Tables

A table is a durable, partitioned collection that models change over time. It's the mutable counterpart to the immutable stream. By contrast to streams, which represent a historical sequence of events, tables represent what is true as of “now”. For example, you might model the locations that someone has lived at as a stream: first Miami, then New York, then London, and so forth. You can use a table to roll up this information and tell you where they live right now. Tables can also be used to materialize a view by incrementally aggregating a stream of events.

Tables work by leveraging the keys of each event. Keys are used to denote identity. If a sequence of events shares a key, the last event for a given key represents the most up-to-date information. Under the hood, ksqlDB uses Kafka’s notion of a compacted topic to make this work. Compaction is a process that periodically deletes all but the newest events for each key. For more information, see Log Compaction.

You can create a table from scratch or declare a table on top of an existing Apache Kafka® topic. You can supply a variety of configuration options. In either case, the table is not materialized, which limits its ability to be queried. Only tables that are derived from other collections are materialized. For more information, see Materialized Views.

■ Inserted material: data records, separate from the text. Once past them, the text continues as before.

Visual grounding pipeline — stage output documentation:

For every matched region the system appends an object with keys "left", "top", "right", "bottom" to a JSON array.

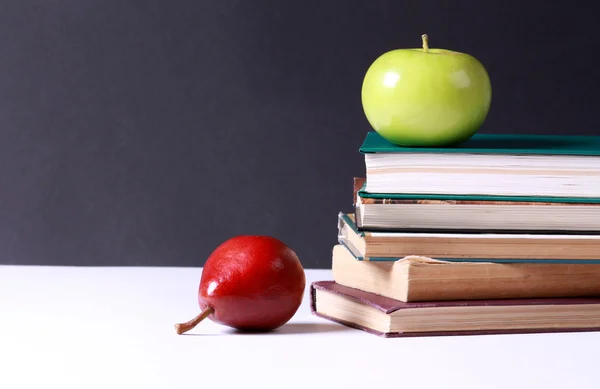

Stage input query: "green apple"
[{"left": 361, "top": 35, "right": 492, "bottom": 147}]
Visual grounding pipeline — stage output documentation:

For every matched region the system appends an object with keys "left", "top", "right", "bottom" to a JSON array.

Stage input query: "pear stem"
[
  {"left": 175, "top": 307, "right": 215, "bottom": 335},
  {"left": 421, "top": 34, "right": 429, "bottom": 52}
]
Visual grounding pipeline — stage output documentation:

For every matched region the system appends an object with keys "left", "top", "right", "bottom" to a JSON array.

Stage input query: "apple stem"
[
  {"left": 421, "top": 34, "right": 429, "bottom": 52},
  {"left": 175, "top": 307, "right": 215, "bottom": 335}
]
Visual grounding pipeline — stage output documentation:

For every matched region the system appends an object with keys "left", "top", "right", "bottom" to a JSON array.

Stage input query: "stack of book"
[{"left": 311, "top": 132, "right": 600, "bottom": 337}]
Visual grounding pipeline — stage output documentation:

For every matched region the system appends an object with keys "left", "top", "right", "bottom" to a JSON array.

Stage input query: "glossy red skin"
[{"left": 198, "top": 236, "right": 306, "bottom": 331}]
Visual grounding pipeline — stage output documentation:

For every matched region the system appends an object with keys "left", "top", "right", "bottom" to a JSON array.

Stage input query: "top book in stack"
[{"left": 355, "top": 132, "right": 600, "bottom": 231}]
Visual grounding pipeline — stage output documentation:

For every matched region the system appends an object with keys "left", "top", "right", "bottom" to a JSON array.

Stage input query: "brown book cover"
[{"left": 310, "top": 281, "right": 600, "bottom": 338}]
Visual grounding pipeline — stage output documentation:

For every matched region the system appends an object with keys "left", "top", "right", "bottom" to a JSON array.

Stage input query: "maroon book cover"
[{"left": 310, "top": 281, "right": 600, "bottom": 337}]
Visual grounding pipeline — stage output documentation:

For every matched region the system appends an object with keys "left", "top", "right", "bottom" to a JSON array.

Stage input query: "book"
[
  {"left": 338, "top": 212, "right": 600, "bottom": 263},
  {"left": 310, "top": 280, "right": 600, "bottom": 338},
  {"left": 331, "top": 244, "right": 600, "bottom": 302},
  {"left": 359, "top": 132, "right": 600, "bottom": 200},
  {"left": 353, "top": 177, "right": 600, "bottom": 234}
]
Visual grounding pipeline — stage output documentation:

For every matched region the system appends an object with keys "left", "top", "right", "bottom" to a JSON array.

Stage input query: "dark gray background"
[{"left": 0, "top": 0, "right": 600, "bottom": 268}]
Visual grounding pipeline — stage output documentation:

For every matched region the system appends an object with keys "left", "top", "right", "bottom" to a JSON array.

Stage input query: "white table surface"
[{"left": 0, "top": 266, "right": 600, "bottom": 389}]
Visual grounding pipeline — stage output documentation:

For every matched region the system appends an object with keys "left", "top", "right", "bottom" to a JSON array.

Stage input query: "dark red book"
[{"left": 310, "top": 281, "right": 600, "bottom": 337}]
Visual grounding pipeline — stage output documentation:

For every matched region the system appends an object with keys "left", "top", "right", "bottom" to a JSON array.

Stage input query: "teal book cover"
[{"left": 359, "top": 131, "right": 600, "bottom": 156}]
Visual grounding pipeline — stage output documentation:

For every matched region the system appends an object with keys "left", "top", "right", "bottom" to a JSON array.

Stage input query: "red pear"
[{"left": 175, "top": 235, "right": 306, "bottom": 334}]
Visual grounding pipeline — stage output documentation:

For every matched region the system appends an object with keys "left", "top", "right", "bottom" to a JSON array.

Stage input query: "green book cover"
[
  {"left": 359, "top": 131, "right": 600, "bottom": 156},
  {"left": 358, "top": 185, "right": 600, "bottom": 204}
]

Create a table from scratch¶

When you create a table from scratch, a backing compacted Kafka topic is created automatically. Use the CREATE TABLE statement to create a table from scratch, and give it a name, schema, and configuration options. The following statement registers a movies table on a topic named movies. Events in the movies table are distributed over 5 partitions, are keyed on the title column, and are serialized in the Avro format.

CREATE TABLE movies (
    title VARCHAR PRIMARY KEY, 
    release_year INT
  ) WITH (
    kafka_topic = 'movies',
    value_format = 'avro',
    partitions = 5
  );

In this example, a new table named movies is created with two columns: title and release_year. ksqlDB automatically creates an underlying movies topic that you can access freely. The topic has 5 partitions, and any new events that are integrated into the table are hashed according to the value of the title column. Because Kafka can store data in a variety of formats, we let ksqlDB know that we want the value portion of each row stored in the Avro format. You can use a variety of configuration options in the final WITH clause.

Note

If you create a table from scratch, you must supply the number of partitions.

Create a table over an existing Kafka topic¶

You can also create a table on top of an existing Kafka topic. Internally, ksqlDB simply registers the topic with the provided schema and doesn't create anything new.

CREATE TABLE movies (
    title VARCHAR PRIMARY KEY, 
    release_year INT
  ) WITH (
    kafka_topic = 'movies',
    value_format = 'avro'
  );

Because the topic already exists, you do not need to specify the number of partitions.

It's important that the columns you define match the data in the existing topic. In this case, the message would need a KAFKA serialized VARCHAR in the message key and an AVRO serialized record containing a release_year field in the message value.

If an underlying event in the Kafka topic doesn’t conform to the given table schema, the event is discarded at read-time, and an error is added to the processing log.

Last update: 2020-06-23